To perform a regression using a whole dataframe, you need two variables:

  • X - your features/inputs
  • y - the outputs you're predicting

Drop the column you're predicting when creating X, and then save that column as y. You probably want sm.add_constant unless your output is zero when all your inputs are zero.

I almost never use the dataframe version, the formula version (see above) is much nicer.

In this case, df is a dataframe with columns height, weight and points. You're predicting points using height and weight.

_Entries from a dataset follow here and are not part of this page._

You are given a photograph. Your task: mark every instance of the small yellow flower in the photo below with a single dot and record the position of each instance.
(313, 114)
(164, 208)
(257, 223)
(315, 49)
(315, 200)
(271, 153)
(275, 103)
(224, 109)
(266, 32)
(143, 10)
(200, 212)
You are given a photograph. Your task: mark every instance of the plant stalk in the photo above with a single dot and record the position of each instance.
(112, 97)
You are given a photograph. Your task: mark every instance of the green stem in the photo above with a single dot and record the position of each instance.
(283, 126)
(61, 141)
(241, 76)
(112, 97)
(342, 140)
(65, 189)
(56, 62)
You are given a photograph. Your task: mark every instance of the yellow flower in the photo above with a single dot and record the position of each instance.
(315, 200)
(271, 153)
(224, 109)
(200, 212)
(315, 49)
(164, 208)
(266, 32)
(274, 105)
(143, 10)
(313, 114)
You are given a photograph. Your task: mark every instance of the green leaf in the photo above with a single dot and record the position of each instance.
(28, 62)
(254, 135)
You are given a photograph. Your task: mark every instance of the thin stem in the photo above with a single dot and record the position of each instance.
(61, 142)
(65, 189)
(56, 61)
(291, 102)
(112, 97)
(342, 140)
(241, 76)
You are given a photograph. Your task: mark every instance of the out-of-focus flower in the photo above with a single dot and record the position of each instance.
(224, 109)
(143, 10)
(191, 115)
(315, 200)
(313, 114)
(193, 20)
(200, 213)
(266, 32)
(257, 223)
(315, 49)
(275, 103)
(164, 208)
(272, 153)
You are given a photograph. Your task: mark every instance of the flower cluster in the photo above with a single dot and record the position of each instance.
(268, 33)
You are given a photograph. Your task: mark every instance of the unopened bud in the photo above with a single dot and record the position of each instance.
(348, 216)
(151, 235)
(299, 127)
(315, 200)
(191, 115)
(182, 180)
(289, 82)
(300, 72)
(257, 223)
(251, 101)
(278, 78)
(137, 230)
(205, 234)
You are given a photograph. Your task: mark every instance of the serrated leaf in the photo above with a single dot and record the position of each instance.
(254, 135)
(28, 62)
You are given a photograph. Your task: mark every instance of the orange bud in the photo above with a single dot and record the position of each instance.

import statsmodels.api as sm

# predicting points using all other columns
X = df.drop('points', axis=1)
y = df.points

# add_constant is automatic in the formula version
# but for dataframes we need to do it manually
model = sm.OLS(y, sm.add_constant(X))
results = model.fit()

results.summary()

Prediction residuals

The residual or error is the difference between the actual value and the predicted value. After you've fit a model, you can just pull the residual from results.resid and send it right back into your dataframe.

In this case you'll get the number of points above or below the predicted score. If someone scored 12 points but it was predicted that they'd score 14, the residual would be -2.

import statsmodels.formula.api as smf

# regression for points as relates to height and weight
model = smf.ols('points ~ height + weight', data=df)
results = model.fit()

# store residual in new column of original dataframe
df['residual'] = results.resid

Error standard deviation

Instead of judging the residual by its raw amount, it might be useful to see how many standard deviations away from the mean it is. That's useful for finding rows that performed much better or worse than predicted.

If someone scored 12 points but it was predicted that they'd score 14, the residual would be -2, but it might be -0.5 standard deviations from the mean. If you're interesting in finding cheaters, you might look for people with an error over 3 standard deviations.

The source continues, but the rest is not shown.